Volkshilfe: 60 Jahre gelebte Solidarität

Heute vor 60 Jahren wurde die Volkshilfe Österreich in Wien gegründet

Wien (OTS) - Der zweite Weltkrieg ist seit knapp zwei Jahren zu Ende. Die Menschen in Österreich leiden unglaubliche Not, die Sterblichkeit in Wien und in niederösterreichischen Industrieorten erreichte das Vierfache der Friedenszeiten, die Kindersterblichkeit stieg auf das Sechsfache. In diesen dramatischen Nachkriegsjahren findet nach rund sechs Monaten dauernden Vorbereitungsarbeiten am 21. März 1947 in Wien die Gründungsversammlung des Verbandes "Volkshilfe" statt. Zur ersten Präsidentin wird Luise Renner, die Gattin des damaligen Bundespräsidenten Karl Renner gewählt, geschäftsführender Präsident wird Josef Afritsch. Zu den Gründungsmitgliedern zählen weiters die Abgeordnete Ferdinanda Floßmann, der populäre Regisseur und Schauspielstar Willi Forst, aber auch der Wiener Bürgermeister Theodor Körner, Nationalratspräsident Johann Böhm, Polizeipräsident Josef Holaubek, Bruno Kreisky und die Filmschauspielerin Marte Harell. Leopold Millwisch wird zum Generalsekretär bestellt.

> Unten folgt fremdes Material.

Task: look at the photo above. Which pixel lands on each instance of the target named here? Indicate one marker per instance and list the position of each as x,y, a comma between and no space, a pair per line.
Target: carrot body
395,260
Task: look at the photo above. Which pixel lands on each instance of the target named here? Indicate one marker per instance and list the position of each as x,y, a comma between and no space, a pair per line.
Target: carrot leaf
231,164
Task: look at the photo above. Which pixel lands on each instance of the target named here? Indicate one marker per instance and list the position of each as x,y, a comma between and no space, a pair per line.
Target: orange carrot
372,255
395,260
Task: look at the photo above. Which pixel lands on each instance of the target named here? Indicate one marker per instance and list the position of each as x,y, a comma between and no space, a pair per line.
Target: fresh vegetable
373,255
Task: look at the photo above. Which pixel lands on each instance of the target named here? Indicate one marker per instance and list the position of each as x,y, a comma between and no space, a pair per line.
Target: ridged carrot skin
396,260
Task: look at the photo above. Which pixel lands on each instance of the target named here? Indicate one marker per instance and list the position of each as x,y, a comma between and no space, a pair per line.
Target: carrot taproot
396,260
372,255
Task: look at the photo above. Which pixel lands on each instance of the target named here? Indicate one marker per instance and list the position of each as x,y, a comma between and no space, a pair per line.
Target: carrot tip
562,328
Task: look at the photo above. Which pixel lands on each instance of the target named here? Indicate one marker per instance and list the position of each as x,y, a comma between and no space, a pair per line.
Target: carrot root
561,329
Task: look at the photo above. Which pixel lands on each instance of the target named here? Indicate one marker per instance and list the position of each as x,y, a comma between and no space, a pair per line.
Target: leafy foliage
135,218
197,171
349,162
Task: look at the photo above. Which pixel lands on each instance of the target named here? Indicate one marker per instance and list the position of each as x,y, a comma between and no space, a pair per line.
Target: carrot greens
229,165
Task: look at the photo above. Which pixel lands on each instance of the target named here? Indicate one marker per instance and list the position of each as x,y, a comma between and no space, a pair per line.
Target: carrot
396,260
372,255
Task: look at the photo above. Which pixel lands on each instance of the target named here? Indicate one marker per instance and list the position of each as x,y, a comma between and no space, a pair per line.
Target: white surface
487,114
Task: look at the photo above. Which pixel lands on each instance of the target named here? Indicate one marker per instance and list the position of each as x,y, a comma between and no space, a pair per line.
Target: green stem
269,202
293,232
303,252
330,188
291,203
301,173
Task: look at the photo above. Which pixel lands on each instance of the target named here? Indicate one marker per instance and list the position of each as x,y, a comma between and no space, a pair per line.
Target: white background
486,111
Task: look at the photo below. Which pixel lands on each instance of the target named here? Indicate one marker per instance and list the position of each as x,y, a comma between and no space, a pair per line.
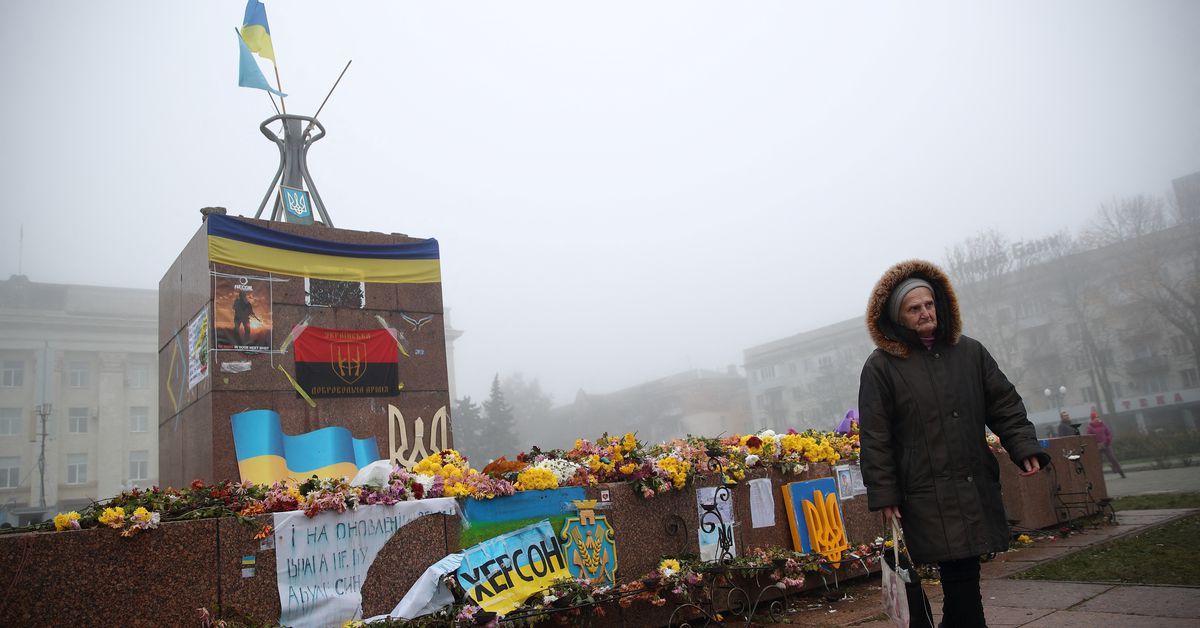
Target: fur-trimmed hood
897,340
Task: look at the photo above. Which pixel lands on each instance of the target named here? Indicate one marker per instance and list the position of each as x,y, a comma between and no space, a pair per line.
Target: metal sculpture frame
293,161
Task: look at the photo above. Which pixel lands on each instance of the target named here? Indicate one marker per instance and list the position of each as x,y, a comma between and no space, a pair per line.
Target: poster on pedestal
241,312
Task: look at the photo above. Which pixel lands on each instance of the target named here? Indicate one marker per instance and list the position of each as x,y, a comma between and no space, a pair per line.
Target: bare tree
977,267
1126,219
1168,283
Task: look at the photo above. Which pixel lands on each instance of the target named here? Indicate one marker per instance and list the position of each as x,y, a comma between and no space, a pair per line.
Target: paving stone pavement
1035,604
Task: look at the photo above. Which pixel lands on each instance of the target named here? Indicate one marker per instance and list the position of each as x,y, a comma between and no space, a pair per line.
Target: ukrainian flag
246,245
256,31
267,455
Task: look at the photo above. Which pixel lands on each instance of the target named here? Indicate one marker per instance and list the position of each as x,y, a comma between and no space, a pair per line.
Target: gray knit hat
898,294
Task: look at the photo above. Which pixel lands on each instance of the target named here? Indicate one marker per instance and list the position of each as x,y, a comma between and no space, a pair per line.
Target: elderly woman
925,395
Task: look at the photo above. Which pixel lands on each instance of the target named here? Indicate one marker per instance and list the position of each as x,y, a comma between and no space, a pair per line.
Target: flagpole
279,85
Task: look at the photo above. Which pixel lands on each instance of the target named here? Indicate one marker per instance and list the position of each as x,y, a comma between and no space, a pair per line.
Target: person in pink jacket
1104,438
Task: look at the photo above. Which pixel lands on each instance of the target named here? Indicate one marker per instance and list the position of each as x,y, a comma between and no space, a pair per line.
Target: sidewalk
1036,603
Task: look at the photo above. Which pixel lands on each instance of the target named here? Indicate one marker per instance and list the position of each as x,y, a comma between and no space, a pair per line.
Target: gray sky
621,190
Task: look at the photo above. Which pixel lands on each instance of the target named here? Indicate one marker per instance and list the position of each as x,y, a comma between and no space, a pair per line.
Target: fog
621,190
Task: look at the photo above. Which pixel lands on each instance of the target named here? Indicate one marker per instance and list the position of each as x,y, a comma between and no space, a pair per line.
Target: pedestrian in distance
1104,440
925,395
1065,426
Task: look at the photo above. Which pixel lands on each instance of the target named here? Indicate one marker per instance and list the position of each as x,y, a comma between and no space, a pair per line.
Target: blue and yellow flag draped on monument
267,455
246,245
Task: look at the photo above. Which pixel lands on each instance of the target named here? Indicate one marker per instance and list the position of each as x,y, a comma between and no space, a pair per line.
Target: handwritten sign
501,573
322,562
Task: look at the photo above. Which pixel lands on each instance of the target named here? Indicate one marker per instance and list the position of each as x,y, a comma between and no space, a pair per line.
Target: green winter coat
923,414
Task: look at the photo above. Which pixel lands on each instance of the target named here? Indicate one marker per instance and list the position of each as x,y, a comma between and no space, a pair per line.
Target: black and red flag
347,363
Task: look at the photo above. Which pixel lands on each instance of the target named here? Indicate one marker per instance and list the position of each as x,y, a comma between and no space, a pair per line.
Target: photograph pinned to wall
856,479
845,482
331,293
241,312
198,348
711,542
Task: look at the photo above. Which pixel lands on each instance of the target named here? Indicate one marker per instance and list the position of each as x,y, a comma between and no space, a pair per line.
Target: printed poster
198,348
241,312
322,562
709,542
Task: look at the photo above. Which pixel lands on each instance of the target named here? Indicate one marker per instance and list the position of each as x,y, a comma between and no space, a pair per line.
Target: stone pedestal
195,434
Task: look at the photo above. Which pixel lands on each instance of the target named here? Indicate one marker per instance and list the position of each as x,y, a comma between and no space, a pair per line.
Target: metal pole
43,411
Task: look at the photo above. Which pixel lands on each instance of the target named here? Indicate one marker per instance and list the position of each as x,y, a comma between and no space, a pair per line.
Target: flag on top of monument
250,75
256,31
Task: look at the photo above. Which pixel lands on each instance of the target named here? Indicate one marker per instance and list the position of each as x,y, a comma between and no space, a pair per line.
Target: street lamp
1057,395
43,411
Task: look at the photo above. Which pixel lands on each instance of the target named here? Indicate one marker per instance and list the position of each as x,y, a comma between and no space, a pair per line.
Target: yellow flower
63,520
669,567
113,516
537,478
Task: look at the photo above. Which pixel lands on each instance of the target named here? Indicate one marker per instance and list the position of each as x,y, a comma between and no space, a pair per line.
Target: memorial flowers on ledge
535,479
66,521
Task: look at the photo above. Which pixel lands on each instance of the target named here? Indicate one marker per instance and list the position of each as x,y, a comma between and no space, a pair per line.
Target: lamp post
43,411
1057,395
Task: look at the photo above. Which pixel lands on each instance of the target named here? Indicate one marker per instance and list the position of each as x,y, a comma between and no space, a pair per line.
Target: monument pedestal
202,384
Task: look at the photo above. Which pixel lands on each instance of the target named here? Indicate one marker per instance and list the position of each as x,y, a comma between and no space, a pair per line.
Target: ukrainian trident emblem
589,544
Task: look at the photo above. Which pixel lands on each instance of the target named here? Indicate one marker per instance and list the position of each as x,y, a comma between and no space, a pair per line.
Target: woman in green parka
925,395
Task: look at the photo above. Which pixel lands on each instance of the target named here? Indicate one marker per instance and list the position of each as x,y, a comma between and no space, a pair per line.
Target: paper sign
762,503
322,562
501,573
198,348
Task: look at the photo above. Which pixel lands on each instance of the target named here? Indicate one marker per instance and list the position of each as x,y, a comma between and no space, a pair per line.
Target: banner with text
322,562
501,573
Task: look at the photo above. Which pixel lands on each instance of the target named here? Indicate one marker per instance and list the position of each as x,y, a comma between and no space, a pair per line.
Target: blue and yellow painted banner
267,455
501,573
243,244
490,518
814,515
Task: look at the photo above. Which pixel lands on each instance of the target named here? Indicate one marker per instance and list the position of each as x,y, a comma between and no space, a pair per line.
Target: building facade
78,395
1111,328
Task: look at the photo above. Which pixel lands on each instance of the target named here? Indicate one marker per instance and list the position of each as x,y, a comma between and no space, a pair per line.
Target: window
77,420
1152,383
10,472
77,468
138,376
139,419
78,375
12,374
139,465
10,422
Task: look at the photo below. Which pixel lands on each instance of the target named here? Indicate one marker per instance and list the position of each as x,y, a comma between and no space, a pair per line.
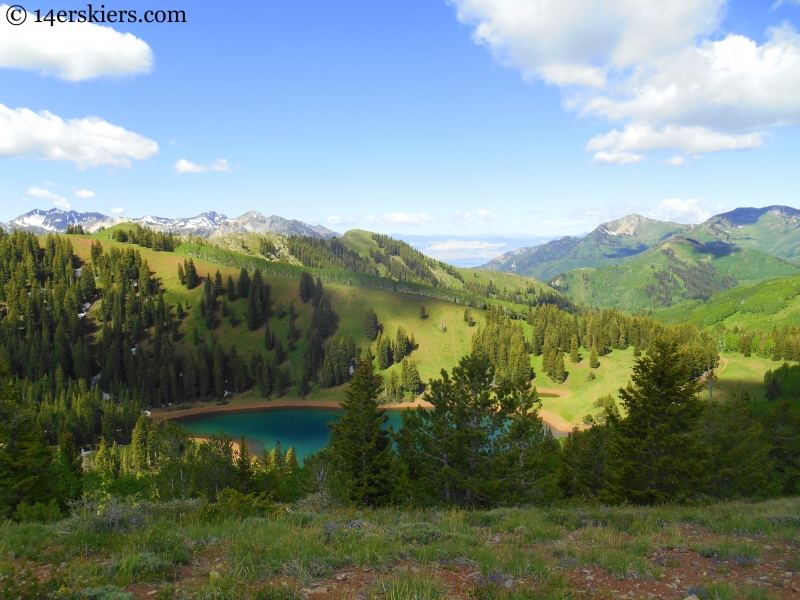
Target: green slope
756,306
611,243
773,229
675,271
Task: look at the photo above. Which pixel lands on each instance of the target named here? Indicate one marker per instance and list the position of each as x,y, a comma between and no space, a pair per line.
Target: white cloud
185,166
86,142
684,211
400,218
622,146
451,245
617,158
71,51
651,66
44,194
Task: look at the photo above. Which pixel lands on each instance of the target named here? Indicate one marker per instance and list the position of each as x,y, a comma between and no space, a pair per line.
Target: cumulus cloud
400,218
623,146
185,166
72,51
451,245
684,211
44,194
86,142
653,67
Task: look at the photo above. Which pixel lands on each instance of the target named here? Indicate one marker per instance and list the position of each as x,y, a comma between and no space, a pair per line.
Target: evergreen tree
574,350
244,468
292,464
371,327
480,444
360,444
410,378
191,274
594,362
243,285
139,445
306,287
584,461
655,451
741,465
559,368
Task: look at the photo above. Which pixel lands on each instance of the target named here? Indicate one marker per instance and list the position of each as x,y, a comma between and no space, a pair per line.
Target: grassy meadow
436,349
313,549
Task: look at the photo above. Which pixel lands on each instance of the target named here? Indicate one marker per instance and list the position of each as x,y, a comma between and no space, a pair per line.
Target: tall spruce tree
371,327
480,444
655,452
361,444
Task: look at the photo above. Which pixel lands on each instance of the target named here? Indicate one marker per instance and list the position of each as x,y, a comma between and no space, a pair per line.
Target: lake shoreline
556,423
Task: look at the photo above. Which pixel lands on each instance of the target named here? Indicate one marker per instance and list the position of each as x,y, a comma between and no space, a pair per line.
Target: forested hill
678,270
610,243
774,230
373,260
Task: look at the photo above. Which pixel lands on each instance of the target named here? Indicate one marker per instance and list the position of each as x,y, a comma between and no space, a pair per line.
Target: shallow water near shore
306,429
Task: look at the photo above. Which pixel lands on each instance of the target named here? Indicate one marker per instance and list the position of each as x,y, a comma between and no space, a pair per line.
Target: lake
304,428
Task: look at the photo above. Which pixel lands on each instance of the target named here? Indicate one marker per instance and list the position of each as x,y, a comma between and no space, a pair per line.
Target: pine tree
139,445
292,464
594,362
243,285
371,327
361,445
191,274
574,350
244,468
559,368
306,287
655,453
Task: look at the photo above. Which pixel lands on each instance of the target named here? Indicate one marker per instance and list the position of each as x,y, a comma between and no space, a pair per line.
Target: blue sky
462,117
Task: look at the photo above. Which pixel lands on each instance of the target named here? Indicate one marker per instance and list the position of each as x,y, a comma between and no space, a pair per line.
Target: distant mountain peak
629,225
207,224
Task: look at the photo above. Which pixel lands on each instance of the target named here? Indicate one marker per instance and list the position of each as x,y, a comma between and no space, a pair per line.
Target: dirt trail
553,420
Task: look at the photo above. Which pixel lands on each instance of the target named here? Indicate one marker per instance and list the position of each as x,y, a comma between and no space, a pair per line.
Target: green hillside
678,270
773,229
755,306
352,295
611,243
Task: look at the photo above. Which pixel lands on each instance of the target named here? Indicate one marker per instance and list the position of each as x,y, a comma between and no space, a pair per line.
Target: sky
467,118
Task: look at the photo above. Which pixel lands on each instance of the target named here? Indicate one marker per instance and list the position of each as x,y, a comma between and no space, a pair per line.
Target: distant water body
304,428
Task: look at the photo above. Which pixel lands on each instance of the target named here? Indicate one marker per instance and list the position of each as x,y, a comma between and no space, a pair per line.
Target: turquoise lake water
306,428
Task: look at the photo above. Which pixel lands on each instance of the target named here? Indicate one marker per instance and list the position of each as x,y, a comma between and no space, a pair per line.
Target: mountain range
208,224
774,230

Der heutige Präsident der Volkshilfe Österreich, Univ.-Prof. Dr. Josef Weidenholzer blickt zurück: "Die Not der damaligen Zeit kann man heute nicht mehr ermessen. Daher danke ich unseren Gründungsmitgliedern von damals, auch für ihren Weitblick, die Volkshilfe ganz bewusst als überparteiliche Fürsorgeaktion zu gründen, die für alle Menschen da ist. Die positive Entwicklung der Volkshilfe zu einem der fünf großen Sozial- und Wohlfahrtsträger in Österreich von heute hat ihnen recht gegeben."

Im Jahr 1947 werden in rascher Abfolge Landesorganisationen gegründet. Der Landesverband Wien wird noch am gleichen Tag in Leben gerufen, Salzburg, Niederösterreich, Oberösterreich, Steiermark und Kärnten folgen noch 1947. Mit der Gründung der Volkshilfe Vorarlberg im Oktober 1954 gibt es in jedem Bundesland einen Volkshilfe Landesverband.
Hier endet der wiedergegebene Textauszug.